Practically every speck and smear of light in this photo is a galaxy like our own Milky Way. There are approximately 5,500 galaxies in this image. If you were to take that as the average number or galaxies in every similar sized portion of the sky and use that to extrapolate the total number of galaxies, the result is around 176 billion galaxies in the universe. But remember these are the galaxies in just the closest portion of the observable universe. If we exposed the image for longer, might we see even more galaxies even dimmer and farther away? And the theories are that the Universe is so big that there are galaxies so far away that their light will never reach us. What’s more, the section of sky photographed in the XDF was specifically selected to be a blank patch of featureless sky, clear of any large, nearby galaxies so that we might be able to “see” farther. So it’s probably safe to assume that the area shown in the XDF is of a region where the density of galaxies is less, perhaps far less than elsewhere.

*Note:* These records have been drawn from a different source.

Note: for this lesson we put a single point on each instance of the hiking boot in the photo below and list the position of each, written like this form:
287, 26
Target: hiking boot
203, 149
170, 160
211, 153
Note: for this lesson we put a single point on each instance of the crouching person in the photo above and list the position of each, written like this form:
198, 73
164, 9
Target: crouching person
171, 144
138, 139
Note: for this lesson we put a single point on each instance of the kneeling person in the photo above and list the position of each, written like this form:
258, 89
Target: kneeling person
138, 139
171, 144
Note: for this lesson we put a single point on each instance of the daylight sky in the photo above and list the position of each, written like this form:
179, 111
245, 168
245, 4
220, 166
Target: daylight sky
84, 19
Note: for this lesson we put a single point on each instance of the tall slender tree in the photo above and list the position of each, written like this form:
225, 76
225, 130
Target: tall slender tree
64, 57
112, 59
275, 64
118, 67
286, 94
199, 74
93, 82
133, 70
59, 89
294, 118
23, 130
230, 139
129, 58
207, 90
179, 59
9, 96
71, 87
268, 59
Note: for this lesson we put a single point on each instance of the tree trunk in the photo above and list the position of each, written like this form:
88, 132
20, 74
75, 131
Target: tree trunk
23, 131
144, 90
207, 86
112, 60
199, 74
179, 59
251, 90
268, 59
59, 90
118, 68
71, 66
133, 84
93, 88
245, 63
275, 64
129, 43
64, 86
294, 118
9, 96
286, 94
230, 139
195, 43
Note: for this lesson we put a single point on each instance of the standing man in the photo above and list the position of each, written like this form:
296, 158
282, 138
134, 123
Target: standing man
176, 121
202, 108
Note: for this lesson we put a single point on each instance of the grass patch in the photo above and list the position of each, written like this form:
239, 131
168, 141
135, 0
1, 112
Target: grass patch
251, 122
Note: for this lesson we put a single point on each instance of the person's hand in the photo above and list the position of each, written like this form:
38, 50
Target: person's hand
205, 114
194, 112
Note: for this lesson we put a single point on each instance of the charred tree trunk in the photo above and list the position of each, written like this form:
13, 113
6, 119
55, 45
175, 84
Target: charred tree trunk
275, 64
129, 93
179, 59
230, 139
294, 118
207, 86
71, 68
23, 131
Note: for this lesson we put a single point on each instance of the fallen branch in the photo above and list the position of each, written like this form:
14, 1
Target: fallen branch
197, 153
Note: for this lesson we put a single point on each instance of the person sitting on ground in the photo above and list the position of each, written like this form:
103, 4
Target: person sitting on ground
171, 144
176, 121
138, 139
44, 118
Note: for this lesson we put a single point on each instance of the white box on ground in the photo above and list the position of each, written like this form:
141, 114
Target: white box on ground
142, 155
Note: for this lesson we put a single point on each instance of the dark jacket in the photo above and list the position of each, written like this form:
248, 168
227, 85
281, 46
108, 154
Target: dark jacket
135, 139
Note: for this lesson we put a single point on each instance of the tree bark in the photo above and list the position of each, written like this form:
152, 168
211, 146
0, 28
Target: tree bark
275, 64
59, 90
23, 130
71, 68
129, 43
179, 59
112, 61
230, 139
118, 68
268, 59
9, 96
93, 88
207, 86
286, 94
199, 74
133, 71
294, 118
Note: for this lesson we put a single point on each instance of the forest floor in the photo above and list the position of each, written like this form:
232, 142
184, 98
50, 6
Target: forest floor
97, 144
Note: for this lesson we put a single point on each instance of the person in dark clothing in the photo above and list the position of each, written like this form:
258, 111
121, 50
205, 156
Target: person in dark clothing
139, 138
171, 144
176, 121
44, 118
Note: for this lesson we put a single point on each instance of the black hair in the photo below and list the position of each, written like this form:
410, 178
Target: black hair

So how many stars are there in the universe? One astronomical professor, David Kornreich, once made what he said was likely a gross underestimation of the number of stars in the Universe. He used a rough estimate of 10 trillion galaxies in the universe, and multiplied that times the 100 billion stars which is the low estimate of the number of stars in our own Milky Way galaxy. The result is 100 octillion stars, or 100,000,000,000,000,000,000,000,000,000 stars, or a “1” with 29 zeros after it.

So, the thought that what I am experiencing at any moment… I, just one person, on one planet, surrounding just one of all those stars… The thought that my experiences are significant in any way, is truly the biggest joke of all.

So instead, go out and enjoy the joke. Experience as much of the Universe as you can — no matter how “good” or “bad” it may seem at the time — knowing that the Universe really is an amazing thing, and that you are here to experience even the smallest infinitesimal fraction of it is also rather amazing. Go out, be amazed, and laugh at the Great Joke.

Footnotes

  1. When looking up at the sky there are 180º degrees (º) from one horizon to the opposite horizon, with the zenith, directly overhead, being at 90º. Each degree contains 60′ arcminutes (‘). The full moon covers about 30′ arcminutes. The area of the sky shown in the XDF image covers a rectangle 2′ x 2.3’ arcminutes.]